The thesis is divided into two parts. Part One sets up the problem of Sufism as an organizational category in the literature. In doing so, this part introduces the works of Ibn ‘Ata’ Allah, and justifies the selection from his works for the case study in Part Two. Part Two provides a detailed case study of the works of Ibn ‘Ata’ Allah. It opens with some of the key issues involved in understanding an Islamic thinker, and gives a brief overview of Ibn ‘Ata’ Allah’s life. This is followed by an examination of materials on topics such as metaphysics, ontology, epistemology, eschatology, ethics, and soteriology. In each case it is suggested that these topics may be misleading unless care is taken not to import Western conceptuality where it is not justified by the texts. Emphasis is placed on the soteriological character of Ibn ‘Ata’ Allah’s writings, to which the Western terms “theology” and “philosophy” are only partly appropriate. Part Two concludes with a short study of the interaction between Ibn ‘Ata’ Allah and Ibn Taymiyya designed to illustrate how a less Western conceptual approach may modify aspects of the existing reception of Ibn ‘Ata’ Allah’s thought.
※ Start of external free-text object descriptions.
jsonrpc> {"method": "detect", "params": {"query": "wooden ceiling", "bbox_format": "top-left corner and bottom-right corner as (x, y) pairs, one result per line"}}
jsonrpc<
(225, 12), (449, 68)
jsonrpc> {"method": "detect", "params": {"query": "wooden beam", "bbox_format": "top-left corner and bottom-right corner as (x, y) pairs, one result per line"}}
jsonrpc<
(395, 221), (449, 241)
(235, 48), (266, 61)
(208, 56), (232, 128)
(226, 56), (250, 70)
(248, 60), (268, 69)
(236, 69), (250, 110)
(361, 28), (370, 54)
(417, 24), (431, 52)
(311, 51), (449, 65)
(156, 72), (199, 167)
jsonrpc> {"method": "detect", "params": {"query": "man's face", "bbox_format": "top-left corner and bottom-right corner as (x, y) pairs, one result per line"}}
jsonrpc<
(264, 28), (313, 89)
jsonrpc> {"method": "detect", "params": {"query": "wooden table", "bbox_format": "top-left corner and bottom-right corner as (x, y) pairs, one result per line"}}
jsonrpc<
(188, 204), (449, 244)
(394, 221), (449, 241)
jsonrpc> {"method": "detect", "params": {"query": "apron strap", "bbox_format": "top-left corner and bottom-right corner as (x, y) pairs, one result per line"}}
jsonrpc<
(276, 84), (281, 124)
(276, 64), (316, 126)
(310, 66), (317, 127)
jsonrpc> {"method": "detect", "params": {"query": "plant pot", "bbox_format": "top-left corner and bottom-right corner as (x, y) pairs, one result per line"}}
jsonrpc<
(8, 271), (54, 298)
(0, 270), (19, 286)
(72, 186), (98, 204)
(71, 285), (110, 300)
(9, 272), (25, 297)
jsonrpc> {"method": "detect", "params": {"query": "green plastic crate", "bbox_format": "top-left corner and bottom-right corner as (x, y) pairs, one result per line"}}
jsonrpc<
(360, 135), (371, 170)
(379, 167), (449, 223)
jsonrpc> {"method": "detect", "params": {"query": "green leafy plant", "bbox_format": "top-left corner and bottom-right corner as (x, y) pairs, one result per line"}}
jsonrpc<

The central point of the thesis is that Ibn ‘Ata’ Allah needs to be reread, taking more account of the Islamic contexts of his work. The thesis does not pretend to settle every issue of interpretation and it only deals with some of Ibn ‘Ata’ Allah’s texts. In arguing for contextual Islamic approaches to Ibn ‘Ata’ Allah as opposed to the more standard generic readings, such as Ibn ‘Ata’ Allah as “Sufi” or “philosopher,” the thesis raises issues relevant not only to Islamic studies, but also to studies in comparative religion generally. While limited by its focus on only one writer, it hopefully may stimulate further research into how Islamic writers may best be studied in ways which respects their religious commitments, while acknowledging the need to relate their work to concepts of Western origin.